So if you object to my adjudication of the jump onto the dragon's back in 4e, you should be rejecting the same adjudication in 5e. Conersely, whatever rationalisation you apply in 5e is equally available to you in 4e.

Actually, this is not true, because 5e is much more careful about what it says. So where 3e's interdiction is absolute and actually causes lots of problem with the interpretation of powers (it is no longer squares, these are cubes, and the aberration of distance computation becomes ridiculous if you look at diagonals, and more - see below), 5e is more open: "A creature's space is the area in feet that it effectively controls in combat, not an expression of its physical dimensions...A creature's space also reflects the area it needs to fight effectively." And that's it, after that it's up to the DM to make rulings as to whether a creature's space is intruded upon, what are the consequences in terms of not being able to fight effectively, all of that without needing to compute squares or cubes to see which one fits into which other, how you are in range or not. But in 4e, how do you adjudicate all this, I honestly have no idea.

In 5e, using Theater of the Mind, it's really easy, the guy on the back certainly does not bother a huge dragon, but he has disadvantage on everything he attempts because the dragon is certainly moving and thrashing below him. End of the story, no rules were harmed in the making of this decision, and I have zero problem of ranges and areas of effect, they are exactly where I describe them to be.

For my part, I just followed the advice on p 42 of the DMG: Your presence as the Dungeon Master is what makes D&D such a great game. You make it possible for the players to try anything they can imagine. The player in my game could imagine leaping onto the back of a nearby dragon flying at about the same level as the PCs' flying tower. And we adjudicated it.

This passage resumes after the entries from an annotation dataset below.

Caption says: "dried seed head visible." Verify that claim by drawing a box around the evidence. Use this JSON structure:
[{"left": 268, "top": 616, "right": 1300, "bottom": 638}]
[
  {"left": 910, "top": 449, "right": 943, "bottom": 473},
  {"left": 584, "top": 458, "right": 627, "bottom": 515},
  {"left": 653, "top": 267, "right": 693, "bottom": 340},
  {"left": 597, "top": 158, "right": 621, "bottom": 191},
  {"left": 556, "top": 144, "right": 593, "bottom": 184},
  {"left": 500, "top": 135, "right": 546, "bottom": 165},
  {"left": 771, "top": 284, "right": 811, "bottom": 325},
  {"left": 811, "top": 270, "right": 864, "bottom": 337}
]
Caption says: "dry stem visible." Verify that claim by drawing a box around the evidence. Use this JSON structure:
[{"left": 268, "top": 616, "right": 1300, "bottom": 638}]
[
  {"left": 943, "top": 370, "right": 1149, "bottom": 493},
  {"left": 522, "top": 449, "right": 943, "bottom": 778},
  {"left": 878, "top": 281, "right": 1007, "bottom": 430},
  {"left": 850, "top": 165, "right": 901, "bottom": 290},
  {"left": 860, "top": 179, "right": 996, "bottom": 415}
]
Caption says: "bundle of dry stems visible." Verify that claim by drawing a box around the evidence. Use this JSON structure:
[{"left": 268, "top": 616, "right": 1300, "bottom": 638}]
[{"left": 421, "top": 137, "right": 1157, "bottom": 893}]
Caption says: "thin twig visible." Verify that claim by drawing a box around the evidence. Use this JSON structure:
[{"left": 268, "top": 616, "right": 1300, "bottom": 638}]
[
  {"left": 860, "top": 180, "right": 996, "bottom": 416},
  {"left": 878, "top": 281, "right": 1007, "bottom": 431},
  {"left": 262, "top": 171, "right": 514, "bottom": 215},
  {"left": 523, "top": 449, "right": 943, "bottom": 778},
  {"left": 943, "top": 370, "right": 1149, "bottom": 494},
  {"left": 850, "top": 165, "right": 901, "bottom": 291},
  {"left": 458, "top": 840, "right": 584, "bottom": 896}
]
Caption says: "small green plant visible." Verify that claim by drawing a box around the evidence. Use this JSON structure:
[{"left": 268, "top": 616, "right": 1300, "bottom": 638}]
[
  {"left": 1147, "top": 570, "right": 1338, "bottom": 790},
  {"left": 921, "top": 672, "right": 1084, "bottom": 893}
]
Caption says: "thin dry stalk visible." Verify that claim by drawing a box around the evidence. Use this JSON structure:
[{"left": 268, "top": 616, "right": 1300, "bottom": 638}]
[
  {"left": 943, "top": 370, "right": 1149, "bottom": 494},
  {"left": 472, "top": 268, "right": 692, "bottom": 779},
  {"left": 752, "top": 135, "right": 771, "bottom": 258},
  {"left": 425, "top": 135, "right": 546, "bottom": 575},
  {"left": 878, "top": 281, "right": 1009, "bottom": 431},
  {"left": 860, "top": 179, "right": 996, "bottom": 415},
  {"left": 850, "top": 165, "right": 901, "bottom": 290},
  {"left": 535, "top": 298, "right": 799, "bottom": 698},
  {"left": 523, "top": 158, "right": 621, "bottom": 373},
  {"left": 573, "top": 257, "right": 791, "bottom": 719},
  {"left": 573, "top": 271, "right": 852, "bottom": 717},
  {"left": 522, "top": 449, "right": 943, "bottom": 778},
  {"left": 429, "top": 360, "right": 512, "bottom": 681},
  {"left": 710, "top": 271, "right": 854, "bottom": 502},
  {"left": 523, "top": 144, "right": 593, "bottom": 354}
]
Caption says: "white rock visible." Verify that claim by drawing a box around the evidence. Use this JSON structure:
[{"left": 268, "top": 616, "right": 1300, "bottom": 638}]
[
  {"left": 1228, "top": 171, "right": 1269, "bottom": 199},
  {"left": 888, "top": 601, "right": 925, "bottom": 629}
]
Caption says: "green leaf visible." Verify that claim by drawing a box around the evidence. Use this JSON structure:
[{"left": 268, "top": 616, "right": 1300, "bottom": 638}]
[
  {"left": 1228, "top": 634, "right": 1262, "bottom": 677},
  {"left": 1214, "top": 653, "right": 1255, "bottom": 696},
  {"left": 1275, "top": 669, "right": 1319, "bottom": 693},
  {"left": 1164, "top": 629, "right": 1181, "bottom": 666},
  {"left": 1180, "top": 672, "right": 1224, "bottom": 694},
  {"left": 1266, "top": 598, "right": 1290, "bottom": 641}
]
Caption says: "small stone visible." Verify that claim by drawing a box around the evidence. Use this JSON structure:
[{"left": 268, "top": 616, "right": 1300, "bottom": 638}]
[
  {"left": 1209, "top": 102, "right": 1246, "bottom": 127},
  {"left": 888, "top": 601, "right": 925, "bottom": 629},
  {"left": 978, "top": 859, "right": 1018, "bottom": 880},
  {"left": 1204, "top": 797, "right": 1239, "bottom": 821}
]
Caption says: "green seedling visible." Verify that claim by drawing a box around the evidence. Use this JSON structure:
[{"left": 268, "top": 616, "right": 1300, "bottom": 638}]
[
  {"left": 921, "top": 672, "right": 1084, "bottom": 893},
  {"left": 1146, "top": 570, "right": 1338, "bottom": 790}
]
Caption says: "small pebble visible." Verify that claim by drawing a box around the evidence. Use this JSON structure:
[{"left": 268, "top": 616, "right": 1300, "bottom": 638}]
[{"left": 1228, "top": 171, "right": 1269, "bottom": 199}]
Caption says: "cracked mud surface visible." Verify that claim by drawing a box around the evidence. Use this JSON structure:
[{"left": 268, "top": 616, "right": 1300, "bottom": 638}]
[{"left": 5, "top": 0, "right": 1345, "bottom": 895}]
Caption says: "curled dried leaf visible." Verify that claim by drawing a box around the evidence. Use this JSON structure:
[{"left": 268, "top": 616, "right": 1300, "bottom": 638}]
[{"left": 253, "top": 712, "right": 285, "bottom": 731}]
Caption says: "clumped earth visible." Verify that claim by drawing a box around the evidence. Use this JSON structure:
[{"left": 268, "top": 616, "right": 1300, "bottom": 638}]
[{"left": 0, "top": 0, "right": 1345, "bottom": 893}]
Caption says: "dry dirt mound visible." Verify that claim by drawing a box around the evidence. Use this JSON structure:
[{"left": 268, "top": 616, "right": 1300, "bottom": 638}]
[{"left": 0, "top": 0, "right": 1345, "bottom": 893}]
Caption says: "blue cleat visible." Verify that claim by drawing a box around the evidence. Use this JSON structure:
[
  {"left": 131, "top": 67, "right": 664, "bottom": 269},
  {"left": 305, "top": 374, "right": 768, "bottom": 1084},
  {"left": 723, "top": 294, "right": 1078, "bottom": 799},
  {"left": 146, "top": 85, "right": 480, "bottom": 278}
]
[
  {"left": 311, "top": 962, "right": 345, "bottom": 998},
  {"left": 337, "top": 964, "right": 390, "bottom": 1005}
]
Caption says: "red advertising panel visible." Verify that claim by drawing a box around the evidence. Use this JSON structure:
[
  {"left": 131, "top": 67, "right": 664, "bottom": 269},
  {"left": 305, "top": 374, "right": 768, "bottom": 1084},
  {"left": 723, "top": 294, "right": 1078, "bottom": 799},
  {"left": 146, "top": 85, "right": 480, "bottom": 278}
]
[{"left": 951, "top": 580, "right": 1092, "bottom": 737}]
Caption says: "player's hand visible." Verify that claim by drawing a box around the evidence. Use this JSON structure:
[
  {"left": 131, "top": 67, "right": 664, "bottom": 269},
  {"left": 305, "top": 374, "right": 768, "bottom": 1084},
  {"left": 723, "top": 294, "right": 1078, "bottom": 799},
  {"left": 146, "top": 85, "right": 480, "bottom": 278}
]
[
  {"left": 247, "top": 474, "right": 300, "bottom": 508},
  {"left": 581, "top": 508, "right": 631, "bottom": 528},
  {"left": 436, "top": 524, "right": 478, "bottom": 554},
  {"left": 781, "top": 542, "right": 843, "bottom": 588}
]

It's interesting that you use that sentence in complete isolation of the section in the DMG, which is, as usual, extremely technical and only covers things like giving a +2 to an action, casting an action as a check and improvising damage. The latter, by the way is totally ridiculous, because basically it says that you have to dimension the damage from the brazier according to the level of the character doing the pushing.

Thank god for bounded accuracy, but in any other edition of the game, a brasier does a bit of damage and it's fun, you don't need silly computations like this. And then the DMG suggests to add the sneak damage on top ? Of course, pushing someone into a brazier by kicking is such a precise attack, that brazier is so sneaky, you know...

Anyway, that section is once more all about being technical and balanced, and in the context of such a controlled game, it's not surprising.

There is nothing in there about jumping on the back of a dragon, and moving there, but one thing is sure, you winged a huge part of the rules to achieve that, and I'm sure you did not use the recommendations of the rest of page 42 (and honestly, basing your whole philosophy on one sentence in one book that leads to a section that has little to do with improvisation and claiming that it's the intent of the designers is more than a bit exaggerated to me).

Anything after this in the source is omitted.